Well, would it be understood? Of course! Is it right for the purposes of this exercise? Not exactly.
I entered "Janvier est le mois le plus froid normalement" placing normalement at the end as I'd seen it placed there in a previous answer. I was just wondering why it can't be placed at the end in this example?
You could place the adverb in 4 places:
- généralement/normalement, janvier est...
- janvier est généralement/normalement...
- janvier est le mois le plus froid, généralement/normalement
- janvier, généralement/normalement, est le mois...
The reason is that the whole sentence is affected by the adverb and not one or the other words specifically.
As usual, the Best translation here is the closest to the original version.
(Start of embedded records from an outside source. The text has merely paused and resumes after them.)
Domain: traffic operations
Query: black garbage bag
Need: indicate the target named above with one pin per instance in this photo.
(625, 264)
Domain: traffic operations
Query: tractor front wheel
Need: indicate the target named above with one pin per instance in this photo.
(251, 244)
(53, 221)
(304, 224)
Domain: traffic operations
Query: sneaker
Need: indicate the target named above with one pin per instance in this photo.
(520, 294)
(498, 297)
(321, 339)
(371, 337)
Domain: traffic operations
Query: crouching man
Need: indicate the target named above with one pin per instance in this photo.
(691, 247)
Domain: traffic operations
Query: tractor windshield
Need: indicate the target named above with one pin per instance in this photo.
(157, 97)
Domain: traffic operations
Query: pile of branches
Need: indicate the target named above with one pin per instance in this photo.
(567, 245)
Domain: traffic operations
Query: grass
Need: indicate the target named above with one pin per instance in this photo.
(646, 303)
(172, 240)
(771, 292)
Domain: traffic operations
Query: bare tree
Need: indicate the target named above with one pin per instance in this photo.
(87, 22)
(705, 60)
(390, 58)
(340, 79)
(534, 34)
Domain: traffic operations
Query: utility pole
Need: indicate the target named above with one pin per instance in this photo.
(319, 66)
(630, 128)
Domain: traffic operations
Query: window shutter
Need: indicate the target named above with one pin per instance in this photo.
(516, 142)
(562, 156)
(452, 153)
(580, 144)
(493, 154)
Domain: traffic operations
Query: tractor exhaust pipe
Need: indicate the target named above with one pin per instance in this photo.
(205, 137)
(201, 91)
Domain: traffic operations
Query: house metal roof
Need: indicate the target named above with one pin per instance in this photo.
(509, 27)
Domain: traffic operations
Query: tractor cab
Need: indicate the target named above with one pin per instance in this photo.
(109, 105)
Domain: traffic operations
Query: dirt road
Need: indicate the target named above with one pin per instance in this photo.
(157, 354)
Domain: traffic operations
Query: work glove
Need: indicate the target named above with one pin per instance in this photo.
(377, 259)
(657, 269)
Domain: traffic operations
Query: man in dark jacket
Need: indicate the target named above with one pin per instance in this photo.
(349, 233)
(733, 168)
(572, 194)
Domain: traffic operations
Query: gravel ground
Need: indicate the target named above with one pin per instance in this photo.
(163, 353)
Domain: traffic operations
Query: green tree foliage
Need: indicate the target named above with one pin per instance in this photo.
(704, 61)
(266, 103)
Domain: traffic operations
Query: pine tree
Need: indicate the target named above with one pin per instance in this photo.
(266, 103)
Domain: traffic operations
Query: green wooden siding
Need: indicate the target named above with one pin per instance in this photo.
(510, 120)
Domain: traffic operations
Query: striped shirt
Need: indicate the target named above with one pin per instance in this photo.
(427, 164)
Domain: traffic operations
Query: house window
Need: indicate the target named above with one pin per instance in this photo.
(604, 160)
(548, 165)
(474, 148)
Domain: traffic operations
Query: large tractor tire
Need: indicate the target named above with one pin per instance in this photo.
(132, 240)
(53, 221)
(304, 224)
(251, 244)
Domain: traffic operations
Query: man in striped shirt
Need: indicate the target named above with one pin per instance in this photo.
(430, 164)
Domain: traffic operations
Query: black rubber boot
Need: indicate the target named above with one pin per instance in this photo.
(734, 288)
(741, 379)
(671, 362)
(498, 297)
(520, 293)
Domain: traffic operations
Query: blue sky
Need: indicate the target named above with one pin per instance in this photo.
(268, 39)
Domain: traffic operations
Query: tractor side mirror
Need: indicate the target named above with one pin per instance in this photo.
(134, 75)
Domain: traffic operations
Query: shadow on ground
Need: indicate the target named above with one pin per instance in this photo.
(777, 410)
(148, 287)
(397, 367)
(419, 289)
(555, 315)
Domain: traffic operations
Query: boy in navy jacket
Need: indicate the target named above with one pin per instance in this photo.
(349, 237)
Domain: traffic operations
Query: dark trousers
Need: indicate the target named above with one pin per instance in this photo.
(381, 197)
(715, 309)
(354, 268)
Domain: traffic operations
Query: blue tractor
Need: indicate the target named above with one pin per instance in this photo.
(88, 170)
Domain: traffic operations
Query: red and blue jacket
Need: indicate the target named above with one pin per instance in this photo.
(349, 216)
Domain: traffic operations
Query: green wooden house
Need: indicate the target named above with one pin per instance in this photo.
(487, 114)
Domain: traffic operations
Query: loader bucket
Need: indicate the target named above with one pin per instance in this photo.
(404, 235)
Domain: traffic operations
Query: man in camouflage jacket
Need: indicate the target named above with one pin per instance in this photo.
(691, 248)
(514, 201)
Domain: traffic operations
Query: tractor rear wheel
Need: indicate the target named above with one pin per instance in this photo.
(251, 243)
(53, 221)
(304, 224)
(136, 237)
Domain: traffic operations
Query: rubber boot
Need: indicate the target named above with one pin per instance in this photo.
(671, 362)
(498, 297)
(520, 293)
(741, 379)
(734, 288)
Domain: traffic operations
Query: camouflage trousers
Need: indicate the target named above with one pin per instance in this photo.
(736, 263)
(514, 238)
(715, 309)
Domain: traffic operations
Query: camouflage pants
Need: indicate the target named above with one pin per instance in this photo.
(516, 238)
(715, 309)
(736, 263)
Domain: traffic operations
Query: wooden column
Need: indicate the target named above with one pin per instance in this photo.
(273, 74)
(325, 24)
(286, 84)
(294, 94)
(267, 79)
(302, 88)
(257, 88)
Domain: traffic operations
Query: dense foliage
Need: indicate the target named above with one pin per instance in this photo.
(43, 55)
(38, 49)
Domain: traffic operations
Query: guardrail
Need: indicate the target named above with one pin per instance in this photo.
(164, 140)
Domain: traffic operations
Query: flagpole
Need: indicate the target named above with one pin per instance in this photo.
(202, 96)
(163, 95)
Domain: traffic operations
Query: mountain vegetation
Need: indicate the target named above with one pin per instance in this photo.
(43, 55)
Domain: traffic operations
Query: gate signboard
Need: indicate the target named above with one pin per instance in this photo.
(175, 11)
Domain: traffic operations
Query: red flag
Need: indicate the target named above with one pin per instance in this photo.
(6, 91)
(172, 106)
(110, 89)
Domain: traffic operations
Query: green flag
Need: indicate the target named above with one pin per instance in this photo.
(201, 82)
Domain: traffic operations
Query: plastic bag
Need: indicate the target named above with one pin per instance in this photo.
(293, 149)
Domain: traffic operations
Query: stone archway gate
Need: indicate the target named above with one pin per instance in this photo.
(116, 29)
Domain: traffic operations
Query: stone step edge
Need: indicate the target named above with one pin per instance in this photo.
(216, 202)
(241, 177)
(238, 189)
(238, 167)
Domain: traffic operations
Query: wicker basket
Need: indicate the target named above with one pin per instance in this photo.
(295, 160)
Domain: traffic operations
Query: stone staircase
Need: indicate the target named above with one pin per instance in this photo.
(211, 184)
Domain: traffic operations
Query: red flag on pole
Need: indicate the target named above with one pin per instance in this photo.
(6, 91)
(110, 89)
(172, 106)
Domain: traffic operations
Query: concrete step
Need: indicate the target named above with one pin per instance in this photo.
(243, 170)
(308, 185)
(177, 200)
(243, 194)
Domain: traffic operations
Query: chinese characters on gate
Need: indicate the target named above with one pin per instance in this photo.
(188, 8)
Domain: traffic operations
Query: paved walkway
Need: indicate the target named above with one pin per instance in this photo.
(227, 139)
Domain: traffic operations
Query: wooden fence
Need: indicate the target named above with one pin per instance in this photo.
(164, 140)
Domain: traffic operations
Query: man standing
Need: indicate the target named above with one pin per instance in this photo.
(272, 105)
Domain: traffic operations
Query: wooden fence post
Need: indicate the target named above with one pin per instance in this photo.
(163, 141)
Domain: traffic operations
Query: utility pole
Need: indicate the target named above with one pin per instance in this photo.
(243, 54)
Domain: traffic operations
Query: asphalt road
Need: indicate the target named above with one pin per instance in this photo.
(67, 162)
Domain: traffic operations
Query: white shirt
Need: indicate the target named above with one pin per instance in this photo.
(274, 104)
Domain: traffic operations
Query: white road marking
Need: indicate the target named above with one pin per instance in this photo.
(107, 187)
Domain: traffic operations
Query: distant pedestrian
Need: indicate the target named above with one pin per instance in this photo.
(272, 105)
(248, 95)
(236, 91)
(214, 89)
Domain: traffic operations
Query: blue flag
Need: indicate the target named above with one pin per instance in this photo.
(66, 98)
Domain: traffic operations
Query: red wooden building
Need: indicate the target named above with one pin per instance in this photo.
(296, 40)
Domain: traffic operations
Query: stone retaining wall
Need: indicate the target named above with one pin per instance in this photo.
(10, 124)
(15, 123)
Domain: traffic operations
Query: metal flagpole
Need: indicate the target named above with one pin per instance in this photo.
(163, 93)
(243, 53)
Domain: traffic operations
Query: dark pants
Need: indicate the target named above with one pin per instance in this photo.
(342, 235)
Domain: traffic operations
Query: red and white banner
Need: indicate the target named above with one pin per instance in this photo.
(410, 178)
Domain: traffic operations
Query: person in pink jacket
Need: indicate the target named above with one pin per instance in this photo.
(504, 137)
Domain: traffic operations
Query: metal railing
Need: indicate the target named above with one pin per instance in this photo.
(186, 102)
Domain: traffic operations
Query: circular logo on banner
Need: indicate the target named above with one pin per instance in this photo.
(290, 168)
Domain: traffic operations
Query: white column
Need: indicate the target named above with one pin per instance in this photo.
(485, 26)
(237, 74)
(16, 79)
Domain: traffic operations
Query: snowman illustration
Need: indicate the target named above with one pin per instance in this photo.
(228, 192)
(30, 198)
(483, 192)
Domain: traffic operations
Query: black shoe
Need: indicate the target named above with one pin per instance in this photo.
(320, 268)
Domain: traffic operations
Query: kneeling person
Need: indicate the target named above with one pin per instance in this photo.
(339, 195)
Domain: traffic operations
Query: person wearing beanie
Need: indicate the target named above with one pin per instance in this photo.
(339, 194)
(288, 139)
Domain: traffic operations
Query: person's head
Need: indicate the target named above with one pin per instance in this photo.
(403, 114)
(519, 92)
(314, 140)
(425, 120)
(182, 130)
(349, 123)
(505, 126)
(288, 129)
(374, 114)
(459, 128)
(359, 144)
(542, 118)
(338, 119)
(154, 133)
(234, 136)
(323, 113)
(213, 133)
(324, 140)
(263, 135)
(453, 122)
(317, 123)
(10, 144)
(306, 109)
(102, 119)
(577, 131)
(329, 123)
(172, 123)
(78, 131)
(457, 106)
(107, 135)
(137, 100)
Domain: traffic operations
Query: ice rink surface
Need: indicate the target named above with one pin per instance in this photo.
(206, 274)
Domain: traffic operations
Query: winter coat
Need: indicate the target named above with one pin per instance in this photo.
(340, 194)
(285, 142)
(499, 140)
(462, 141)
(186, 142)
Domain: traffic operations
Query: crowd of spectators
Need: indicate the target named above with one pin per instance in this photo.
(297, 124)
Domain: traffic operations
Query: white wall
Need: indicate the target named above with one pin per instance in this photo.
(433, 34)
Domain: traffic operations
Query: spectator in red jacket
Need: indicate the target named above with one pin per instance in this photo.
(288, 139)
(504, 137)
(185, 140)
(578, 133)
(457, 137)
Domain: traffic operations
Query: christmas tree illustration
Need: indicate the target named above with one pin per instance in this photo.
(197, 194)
Great input as always. Can you clarify a little please? Many sources highlight the rule re modifying adjectives. But none I've seen so far specify such use when the adverb affects the whole phrase as you describe. I won't ask you for a full in-depth explanation (if you don't wish to give one) but can you point me to any particular references so that I can grasp what you're saying a bit better? I find adverb placement is a big pain. Thanks Sitesurf.
I'm offering a quick response, but by no means the surest response. I think in this case your placement wasn't correct because of the superlative. "Le plus froid" is essentially an adjective (superlative) modified by normalement in this case, which is what I think requires the placement of this word before the adjective it modifies.
i think "usually" can be translate to "fréquemment" http://www.larousse.fr/dictionnaires/francais/fr%C3%A9quemment/35184?q=fr%C3%A9quemment#35154
If you want a relative clause, you need: Janvier est d'habitude le mois où il fait le plus froid.
To me, generally and normally mean the same thing. Is there some nuance of meaning in French that makes generally wrong? Thanks to whoever answers.
"le mois le plus froid" is fine but "le plus froid mois" is not? Any explanation why?